In den folgenden Jahren habe ich die Band immer mal wieder live gesehen und wenn ein neues Album auf den Markt kam, war es wie ein Reflex, es zu kaufen. Doch habe ich mich nie um die ersten beiden Alben, die sie vor dem „lookbook“ produzierten, gekümmert.
Gerade aber die jetzige Wiederveröffentlichung dieser beiden Scheiben aus den Jahren 1996 und 1998 war der Anlass für die aktuelle Tor und so bestanden 2/3 des Sets auch nur aus diesen Stücken. Ich selbst habe es verpasst, ein Instrument zu lernen. Bei mir war in all den Jahren immer die Fotokamera der Zugang zur Musikwelt. Aber könnte ich selbst Musik machen, dann wäre das „Modell Slut“ für mich ein großes Vorbild. Geschwister und alte Freunde, die sich auf der Bühne anlächeln und an einem Strang ziehen. Und das noch nach so einer langen Zeit.

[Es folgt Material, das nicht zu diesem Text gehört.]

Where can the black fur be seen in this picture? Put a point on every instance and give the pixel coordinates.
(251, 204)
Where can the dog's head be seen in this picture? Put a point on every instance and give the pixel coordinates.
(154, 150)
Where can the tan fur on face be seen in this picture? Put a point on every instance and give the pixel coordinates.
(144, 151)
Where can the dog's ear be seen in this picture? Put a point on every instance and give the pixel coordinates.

Und auch, wenn sie keine Stadien füllen, ihren Platz in der Musikgeschichte haben sie längst gefunden.
Die Stimmung im ausverkauften Schocken ist bestens. Slut ist eine der großen Konstanten in der deutschen Musiklandschaft. Eigenständig und stets bereit für Abenteuer, wie ihre Ausflüge in diverse Theaterprojekte wieder beweisen. Nachdem sie den ersten Teil ihres Sets vorwiegend mit den Songs der ersten beiden Alben bestreiten, gibt es dann natürlich noch einige Ausflüge in die jüngere Zeit, mit Songs wie „If I had a heart“, dem ganz neuen Stück „Next big thing“ und obligatorisch die Moritat von Mackie Messer.
So hat sich nun für mich nach vielen Jahren ein Kreis geschlossen und ich verstehe, dass die Band auch schon ein Leben vor dem „lookbook“ hatte…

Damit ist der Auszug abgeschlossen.